1956. Amara, uma jovem jornalista italiana, tem como missão redigir um relatório sobre a crescente divisão política entre a Europa de Leste e a Europa Ocidental no pós-guerra. Mas, no seu coração, ela encontra uma outra missão: descobrir o que aconteceu a Emanuele, o seu inseparável amigo de infância. Emanuele era judeu e foi deportado pelos nazis em Viena, durante a guerra, não sem antes lhe dar uma longa série de cartas que Amara ainda carrega com ela. 
Em sua busca, Amara atravessa a Europa num comboio que pára em todas as estações, tem panos de renda feita à mão a enfeitar os bancos e tresanda a cabra cozida e a sabão de permanganato.

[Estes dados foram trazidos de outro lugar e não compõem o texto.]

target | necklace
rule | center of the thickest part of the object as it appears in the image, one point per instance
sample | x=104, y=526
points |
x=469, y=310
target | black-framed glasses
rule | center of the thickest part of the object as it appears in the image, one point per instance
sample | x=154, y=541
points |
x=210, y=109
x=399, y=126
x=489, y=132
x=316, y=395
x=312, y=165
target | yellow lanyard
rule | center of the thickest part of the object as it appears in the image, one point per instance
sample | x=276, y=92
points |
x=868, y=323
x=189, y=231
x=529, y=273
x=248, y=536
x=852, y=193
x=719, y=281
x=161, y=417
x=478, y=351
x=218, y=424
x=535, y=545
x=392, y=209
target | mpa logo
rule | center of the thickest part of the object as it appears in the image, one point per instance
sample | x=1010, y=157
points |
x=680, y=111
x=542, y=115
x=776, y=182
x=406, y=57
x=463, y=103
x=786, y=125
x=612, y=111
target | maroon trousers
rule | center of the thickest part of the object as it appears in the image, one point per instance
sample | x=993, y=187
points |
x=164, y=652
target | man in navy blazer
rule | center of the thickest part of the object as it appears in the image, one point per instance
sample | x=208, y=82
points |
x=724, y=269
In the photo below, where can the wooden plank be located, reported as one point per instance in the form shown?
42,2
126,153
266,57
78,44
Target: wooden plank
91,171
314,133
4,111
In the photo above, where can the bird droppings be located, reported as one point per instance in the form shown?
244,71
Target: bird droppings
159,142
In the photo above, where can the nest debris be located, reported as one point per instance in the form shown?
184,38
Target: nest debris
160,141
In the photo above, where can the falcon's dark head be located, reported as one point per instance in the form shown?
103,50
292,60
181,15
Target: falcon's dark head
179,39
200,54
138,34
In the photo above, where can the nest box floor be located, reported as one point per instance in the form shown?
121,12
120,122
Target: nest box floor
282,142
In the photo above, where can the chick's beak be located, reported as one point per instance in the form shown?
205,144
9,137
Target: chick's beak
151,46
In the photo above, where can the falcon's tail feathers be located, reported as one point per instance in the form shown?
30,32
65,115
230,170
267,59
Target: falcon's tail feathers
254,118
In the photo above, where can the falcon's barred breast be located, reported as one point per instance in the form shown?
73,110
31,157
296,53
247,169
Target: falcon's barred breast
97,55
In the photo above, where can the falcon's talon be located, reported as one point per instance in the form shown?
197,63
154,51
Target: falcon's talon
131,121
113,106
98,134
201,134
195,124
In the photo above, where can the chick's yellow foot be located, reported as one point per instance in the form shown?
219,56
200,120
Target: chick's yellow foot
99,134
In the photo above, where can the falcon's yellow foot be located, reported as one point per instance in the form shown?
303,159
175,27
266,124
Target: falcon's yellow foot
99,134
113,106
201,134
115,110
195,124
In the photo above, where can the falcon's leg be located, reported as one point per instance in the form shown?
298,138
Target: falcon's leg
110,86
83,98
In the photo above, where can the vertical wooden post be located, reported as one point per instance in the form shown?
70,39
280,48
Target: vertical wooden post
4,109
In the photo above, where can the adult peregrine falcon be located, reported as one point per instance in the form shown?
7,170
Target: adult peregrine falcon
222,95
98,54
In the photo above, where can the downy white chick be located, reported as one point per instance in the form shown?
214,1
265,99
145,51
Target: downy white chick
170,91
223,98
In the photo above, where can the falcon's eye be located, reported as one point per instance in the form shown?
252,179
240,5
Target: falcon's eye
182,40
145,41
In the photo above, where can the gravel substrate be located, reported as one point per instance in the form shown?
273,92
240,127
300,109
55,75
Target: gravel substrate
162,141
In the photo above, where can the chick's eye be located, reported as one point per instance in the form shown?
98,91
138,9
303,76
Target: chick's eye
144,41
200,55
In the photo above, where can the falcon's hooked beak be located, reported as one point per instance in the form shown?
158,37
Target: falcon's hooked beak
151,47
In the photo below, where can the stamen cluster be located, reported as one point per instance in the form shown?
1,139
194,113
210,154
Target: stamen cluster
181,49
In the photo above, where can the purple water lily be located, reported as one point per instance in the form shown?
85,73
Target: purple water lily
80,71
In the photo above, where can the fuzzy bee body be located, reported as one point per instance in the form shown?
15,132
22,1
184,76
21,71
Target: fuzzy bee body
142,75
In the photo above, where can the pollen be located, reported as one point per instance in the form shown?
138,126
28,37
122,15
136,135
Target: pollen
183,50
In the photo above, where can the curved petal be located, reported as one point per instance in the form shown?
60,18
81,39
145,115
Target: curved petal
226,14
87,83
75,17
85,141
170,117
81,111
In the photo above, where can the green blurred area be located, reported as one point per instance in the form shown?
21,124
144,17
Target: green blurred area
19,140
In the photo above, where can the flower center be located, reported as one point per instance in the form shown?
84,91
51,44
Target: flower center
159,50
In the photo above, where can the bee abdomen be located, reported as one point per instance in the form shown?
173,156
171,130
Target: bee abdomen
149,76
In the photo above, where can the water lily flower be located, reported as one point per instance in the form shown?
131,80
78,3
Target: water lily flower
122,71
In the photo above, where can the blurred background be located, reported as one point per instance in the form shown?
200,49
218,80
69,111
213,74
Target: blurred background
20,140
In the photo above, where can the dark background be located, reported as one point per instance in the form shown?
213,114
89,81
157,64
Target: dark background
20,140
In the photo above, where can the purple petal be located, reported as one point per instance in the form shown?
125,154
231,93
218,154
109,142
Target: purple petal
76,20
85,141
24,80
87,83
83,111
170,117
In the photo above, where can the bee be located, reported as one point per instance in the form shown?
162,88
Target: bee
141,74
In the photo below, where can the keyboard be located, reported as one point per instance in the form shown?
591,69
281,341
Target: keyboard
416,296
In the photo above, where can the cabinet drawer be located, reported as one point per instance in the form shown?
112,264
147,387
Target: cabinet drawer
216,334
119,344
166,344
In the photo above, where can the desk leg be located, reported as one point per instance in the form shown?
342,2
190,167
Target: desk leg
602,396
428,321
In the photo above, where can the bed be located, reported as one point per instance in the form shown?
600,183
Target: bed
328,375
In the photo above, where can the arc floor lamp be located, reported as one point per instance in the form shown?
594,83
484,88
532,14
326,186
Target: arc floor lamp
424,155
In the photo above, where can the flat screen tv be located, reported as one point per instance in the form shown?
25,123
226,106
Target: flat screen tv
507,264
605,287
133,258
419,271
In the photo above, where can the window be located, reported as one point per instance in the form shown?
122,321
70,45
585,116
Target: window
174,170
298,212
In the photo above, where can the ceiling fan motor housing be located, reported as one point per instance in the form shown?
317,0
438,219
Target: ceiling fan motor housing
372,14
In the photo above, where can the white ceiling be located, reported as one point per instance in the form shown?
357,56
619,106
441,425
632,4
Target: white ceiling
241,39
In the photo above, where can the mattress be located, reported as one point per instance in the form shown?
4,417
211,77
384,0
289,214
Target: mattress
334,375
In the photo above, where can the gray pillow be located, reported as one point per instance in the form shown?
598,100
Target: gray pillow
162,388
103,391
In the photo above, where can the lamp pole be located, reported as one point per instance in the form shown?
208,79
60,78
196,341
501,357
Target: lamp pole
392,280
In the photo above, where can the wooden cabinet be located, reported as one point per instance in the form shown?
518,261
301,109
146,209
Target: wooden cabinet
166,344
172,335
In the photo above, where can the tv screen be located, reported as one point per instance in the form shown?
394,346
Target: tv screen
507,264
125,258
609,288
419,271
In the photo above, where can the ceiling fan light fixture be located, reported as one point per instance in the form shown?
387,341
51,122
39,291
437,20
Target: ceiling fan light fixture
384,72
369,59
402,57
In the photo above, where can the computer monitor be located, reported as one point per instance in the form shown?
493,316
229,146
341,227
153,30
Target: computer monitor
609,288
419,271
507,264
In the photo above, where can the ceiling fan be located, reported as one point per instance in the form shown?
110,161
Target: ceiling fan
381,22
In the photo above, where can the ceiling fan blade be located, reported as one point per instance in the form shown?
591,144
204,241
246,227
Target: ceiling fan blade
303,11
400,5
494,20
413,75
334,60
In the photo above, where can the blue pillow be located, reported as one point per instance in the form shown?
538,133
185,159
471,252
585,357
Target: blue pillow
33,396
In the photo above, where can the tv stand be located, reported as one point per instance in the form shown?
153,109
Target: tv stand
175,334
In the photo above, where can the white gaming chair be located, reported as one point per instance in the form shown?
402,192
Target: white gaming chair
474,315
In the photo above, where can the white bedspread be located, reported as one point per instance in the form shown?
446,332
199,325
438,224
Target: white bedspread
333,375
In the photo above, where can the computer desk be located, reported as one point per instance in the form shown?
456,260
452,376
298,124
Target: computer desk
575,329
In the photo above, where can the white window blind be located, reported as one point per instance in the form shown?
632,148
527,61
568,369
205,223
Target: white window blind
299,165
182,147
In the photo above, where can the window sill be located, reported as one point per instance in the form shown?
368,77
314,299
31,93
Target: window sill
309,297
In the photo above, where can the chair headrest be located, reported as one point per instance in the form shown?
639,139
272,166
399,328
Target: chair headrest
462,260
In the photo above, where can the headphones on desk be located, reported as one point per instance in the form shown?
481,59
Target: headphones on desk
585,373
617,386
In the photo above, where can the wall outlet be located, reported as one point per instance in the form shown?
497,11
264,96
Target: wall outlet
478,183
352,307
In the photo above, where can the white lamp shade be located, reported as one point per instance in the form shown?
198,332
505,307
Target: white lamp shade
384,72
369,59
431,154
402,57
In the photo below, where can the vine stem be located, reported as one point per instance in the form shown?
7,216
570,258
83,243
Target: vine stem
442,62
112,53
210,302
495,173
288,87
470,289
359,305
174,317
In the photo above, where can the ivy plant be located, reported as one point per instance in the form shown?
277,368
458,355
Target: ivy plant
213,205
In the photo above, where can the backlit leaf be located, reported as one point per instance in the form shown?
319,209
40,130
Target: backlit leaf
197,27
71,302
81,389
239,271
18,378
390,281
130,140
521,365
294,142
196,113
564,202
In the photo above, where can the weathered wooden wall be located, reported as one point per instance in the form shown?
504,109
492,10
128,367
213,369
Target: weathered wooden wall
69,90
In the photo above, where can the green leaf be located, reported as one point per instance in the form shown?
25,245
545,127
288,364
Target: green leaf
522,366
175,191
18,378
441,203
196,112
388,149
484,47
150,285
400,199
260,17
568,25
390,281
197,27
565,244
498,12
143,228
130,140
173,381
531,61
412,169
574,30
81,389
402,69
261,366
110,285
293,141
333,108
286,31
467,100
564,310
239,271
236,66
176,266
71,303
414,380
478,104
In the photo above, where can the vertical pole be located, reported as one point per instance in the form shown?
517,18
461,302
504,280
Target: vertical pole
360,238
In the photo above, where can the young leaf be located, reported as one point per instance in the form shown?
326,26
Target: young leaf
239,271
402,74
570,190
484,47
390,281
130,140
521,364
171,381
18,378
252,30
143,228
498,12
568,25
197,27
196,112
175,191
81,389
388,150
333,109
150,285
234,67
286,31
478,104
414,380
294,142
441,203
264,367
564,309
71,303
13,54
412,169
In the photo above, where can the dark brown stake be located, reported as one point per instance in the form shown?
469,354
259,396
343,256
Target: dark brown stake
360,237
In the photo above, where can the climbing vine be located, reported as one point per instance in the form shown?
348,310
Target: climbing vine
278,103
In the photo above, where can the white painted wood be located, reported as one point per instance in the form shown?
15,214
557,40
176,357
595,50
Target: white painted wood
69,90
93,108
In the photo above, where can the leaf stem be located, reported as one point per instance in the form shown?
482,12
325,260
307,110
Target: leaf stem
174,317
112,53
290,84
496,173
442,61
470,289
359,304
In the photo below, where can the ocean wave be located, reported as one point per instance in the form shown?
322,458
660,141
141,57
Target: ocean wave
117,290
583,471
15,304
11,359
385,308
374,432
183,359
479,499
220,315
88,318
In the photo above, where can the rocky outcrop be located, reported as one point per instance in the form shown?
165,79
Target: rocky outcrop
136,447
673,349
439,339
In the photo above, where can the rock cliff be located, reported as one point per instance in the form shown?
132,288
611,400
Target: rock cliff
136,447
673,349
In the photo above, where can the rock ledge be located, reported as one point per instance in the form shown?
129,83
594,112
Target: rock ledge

Amara visita horrorizada o que resta do círculo infernal de Auschwitz-Birkenau, percorre as ruas de Viena à procura de sobreviventes, chega a Budapeste no momento em que rebenta a revolta húngara, e treme ao lado dos insurrectos quando os tiros dos carros blindados russos esventram as casas. Na sua aventura, e nos destinos dos homens e das mulheres que vêm entrelaçar-se na sua vida, manifesta-se o sentimento de catástrofe e de abismo em que o século XX mergulhou, e a esperança irreprimível de um mundo diferente. Pelo caminho, Amara encontra muitos outros sobreviventes, cada um com a sua própria história para contar, e pondera a existência conturbada dos seus próprios pais no mundo opressivo da Itália de Mussolini. Mas será que Emanuele conseguiu sobreviver à guerra ou, como tantos outros judeus de Viena, morreu em Auschwitz ou num gueto na Polónia?




Críticas de imprensa
«A escritora italiana mais audaciosa.»
Sunday Times

«Um romance acre e forte, cru e apaixonado, sobre os tempos e as vivências do século XX, brilhantemente evocados, para que ninguém os consiga esquecer.»
Gazzetta del Sud



Opinião:



1956 é o ano em que Amara, a personagem principal da história, empreende a viagem da demanda ou da memória. Terminada a Segunda Guerra Mundial, o mundo via-se dividido por uma outra: A Guerra Fria. Estes são os dois núcleos narrativos do livro. A uni-los, a história de Amara e Emanuel recriada através das cartas que a protagonista transporta consigo. Cartas inicialmente ingénuas, de um rapazinho que rapidamente se vê envolvido nos horrores da Guerra…
O romance elogia a liberdade, denuncia os crimes e define o sentido de justiça da memória: os fantasmas do passado não se esquecem e o futuro só se pode construir se os criminosos forem condenados e as culpas expiadas…
A fazer lembrar Tolstoi ou Dostoevsky, em primeiro plano ressaltam os comportamentos obsessivos e desesperados da personagem principal, o que a aproxima a uma trágica marioneta obrigada a seguir um guião pré-escrito e sem hipótese de alteração… E em analogia com os escritores russos, a autora dá particular atenção ao pormenor e ao detalhe.
As frequentes digressões na narrativa não alteram a sua tensão. Pelo contrário, permitem reflectir sobre o drama registado. Os diálogos são fluidos e encaixados no texto como peças de puzzle. As personagens são realistas, aterradoras, sublimes, comoventes… Enfim, o texto tem toda a força de um retrato a sépia - ou a preto e branco – que desperta todos os nossos sentidos.
É um belo livro de História e de histórias.